I ran a blind test with our internal team last year: same LVT design from Mannington vs. a major competitor. 68% of testers identified Mannington as “more premium” without knowing the brand. The cost difference per square foot? About $0.35. On a 2,000 sq ft job, that’s $700 for measurably better perception.
7. What’s the one thing you wish every customer knew before buying Mannington flooring?
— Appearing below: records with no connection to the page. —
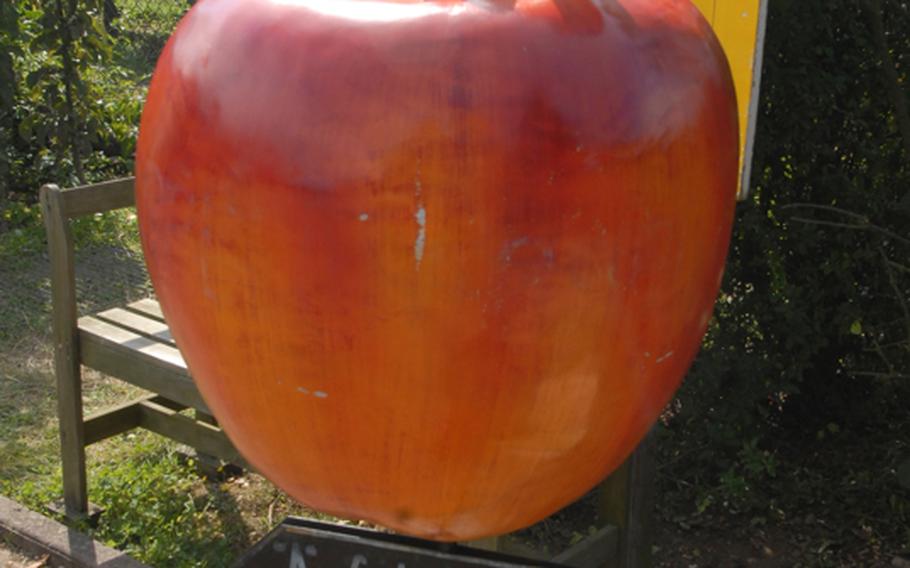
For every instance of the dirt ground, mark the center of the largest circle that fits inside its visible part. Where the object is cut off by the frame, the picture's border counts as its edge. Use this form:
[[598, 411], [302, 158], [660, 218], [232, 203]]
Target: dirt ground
[[11, 557]]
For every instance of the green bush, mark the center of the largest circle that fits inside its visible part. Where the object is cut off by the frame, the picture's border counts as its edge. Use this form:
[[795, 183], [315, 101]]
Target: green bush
[[812, 328]]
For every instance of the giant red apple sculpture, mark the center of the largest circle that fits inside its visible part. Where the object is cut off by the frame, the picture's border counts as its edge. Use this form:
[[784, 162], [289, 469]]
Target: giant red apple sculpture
[[438, 265]]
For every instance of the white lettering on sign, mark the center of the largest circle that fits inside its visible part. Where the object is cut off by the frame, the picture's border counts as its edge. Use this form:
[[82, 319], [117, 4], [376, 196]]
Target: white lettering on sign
[[297, 560]]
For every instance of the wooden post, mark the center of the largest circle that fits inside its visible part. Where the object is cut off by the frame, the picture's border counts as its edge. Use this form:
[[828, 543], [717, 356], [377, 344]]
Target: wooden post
[[627, 501], [66, 360]]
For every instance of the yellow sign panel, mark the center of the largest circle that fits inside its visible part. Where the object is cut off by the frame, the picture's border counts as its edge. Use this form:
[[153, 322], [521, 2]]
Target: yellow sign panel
[[740, 26]]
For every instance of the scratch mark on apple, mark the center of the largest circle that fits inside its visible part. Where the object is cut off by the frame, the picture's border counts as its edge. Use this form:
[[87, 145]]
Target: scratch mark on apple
[[421, 242], [505, 255], [421, 217]]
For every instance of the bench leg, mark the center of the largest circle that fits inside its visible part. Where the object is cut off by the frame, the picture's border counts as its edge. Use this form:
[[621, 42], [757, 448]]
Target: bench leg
[[72, 434], [627, 501], [210, 466]]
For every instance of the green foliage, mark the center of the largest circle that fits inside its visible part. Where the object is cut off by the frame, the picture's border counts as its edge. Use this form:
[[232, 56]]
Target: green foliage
[[158, 511], [811, 333], [69, 112]]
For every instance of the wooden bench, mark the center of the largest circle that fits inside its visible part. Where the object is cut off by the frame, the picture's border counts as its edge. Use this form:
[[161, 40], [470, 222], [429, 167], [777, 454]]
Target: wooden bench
[[132, 343]]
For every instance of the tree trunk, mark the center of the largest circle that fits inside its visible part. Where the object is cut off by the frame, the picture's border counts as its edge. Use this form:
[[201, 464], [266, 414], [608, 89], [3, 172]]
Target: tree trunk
[[69, 81]]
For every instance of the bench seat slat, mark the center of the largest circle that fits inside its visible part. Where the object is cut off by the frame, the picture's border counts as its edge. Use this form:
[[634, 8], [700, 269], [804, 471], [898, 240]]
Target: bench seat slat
[[139, 360], [142, 324], [147, 307]]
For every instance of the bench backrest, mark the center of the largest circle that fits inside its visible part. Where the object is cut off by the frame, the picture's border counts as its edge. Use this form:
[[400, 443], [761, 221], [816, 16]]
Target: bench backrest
[[58, 207]]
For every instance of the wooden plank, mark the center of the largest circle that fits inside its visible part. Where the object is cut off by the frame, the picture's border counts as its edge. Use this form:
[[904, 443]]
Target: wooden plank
[[138, 360], [138, 323], [595, 551], [204, 437], [627, 501], [66, 359], [97, 198], [147, 307], [145, 348], [112, 421]]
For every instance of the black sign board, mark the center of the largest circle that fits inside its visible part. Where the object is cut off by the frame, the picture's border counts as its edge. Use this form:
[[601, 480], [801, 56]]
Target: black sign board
[[299, 543]]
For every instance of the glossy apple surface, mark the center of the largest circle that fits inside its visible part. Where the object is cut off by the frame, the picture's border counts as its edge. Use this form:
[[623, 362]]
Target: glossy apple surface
[[438, 265]]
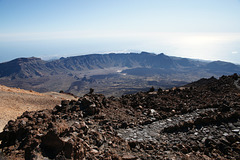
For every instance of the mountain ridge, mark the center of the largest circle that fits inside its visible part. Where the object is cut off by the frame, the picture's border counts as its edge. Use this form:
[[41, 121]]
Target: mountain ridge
[[71, 73]]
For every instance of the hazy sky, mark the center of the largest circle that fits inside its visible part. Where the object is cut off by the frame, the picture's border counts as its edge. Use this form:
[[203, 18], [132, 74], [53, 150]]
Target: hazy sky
[[204, 29]]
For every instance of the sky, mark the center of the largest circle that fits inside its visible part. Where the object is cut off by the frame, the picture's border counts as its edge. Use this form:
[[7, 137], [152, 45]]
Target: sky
[[200, 29]]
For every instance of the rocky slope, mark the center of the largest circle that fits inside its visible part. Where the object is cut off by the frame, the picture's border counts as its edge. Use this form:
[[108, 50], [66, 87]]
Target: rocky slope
[[110, 74], [15, 101], [198, 121]]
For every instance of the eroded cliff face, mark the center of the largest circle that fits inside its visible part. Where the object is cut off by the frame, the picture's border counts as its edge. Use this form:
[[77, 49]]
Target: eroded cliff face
[[110, 74], [198, 121]]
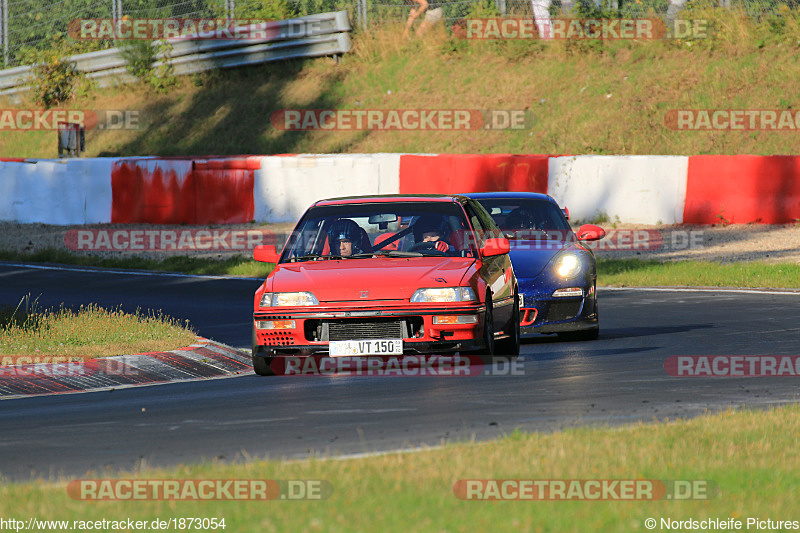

Acclimate your flooring. I still kick myself for not emphasizing this more in our dealer training materials. Luxury vinyl, laminate, and engineered hardwood need 48 hours to sit in the room where they’ll be installed—at room temperature. If you don’t, the planks can expand or contract after installation, creating gaps.
In 2022, a contractor in Florida ignored this. Installed 5,000 sq ft of laminate over one weekend. Didn’t acclimate. Three weeks later, the floor had quarter-inch gaps between every plank. We sent a rep to inspect. Not a manufacturing defect. The contractor had to pull and reinstall. Cost: $8,000. Labor only. The job had a $22,000 redo and delayed the building opening by two weeks.
So: Acclimate. It’s not optional.
Bottom line
I covered a lot of ground here—waterproof specs, counterfeit buying risks, a fitted sheet folding hack (sort of), and why watch glass testing isn’t as exciting as it sounds. If you have a specific question, ask your local Mannington dealer. Or email our customer service. Just don’t buy flooring from a random website with a deal that seems unreal. It probably is.
Last updated: May 2025. Pricing references from USPS, FTC guidelines, and Mannington internal QA data cited as applicable.